E como não falar em dor no Brasil? Da dor do racismo escancarado à dor ordinária, do dia a dia. “Eu lembro que no dia que eu comecei a contrair, o Mário veio com uma notícia do número de contaminados e o que o Bolsonaro tinha dito, deu vontade de dizer ‘tira o Bolsonaro da minha casa’”, brinca. Tem sido difícil para a cabeça e para o estômago, mas a artista diz que não tem como não acompanhar as notícias. Hoje, ela balanceia: no momento em que percebe que o noticiário a está abalando muito, dá um tempo de 2 dias, “depois eu vejo mais uma coisinha, que merda o presidente falou, quem foi o ministro que trocou e tal”.

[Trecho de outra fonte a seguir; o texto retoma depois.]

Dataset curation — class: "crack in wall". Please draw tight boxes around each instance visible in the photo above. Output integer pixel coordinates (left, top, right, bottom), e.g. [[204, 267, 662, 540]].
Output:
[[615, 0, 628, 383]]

Para amenizar (não curar) a dor e lembrar de si mesma, o remédio está na paixão. “Tocar piano é terapêutico para mim, só de elaborar um vídeo de alguma música já me dá um frescor”. Ela sorri mais quando fala do piano e de suas possibilidades. Fascinada, discorre sobre o poder de, sozinha (ela e o piano), conseguir fazer melodia, harmonia, ritmo – afinal, embora muita gente não se lembre, o mágico piano é um instrumento percussivo. Lidando com o puerpério, período pós-parto, ela diz que precisa “ficar me lembrando de mim e a música me ajuda a me lembrar de mim mesma. Música é uma questão de saúde mental, grande parte do que eu faço musicalmente tem a ver com o que está me consumindo naquele momento, sentimentos, seja amor, alegria, felicidade, tristeza. Acho que esse é o grande presente da música para nós como seres humanos: a música é terapêutica”. E Maíra recomenda, “Todo mundo deveria ter esse contato mais íntimo com o fazer musical, seja cantando, batucando, fazer um pouco já é uma meditada. Acredito muito no poder da música”.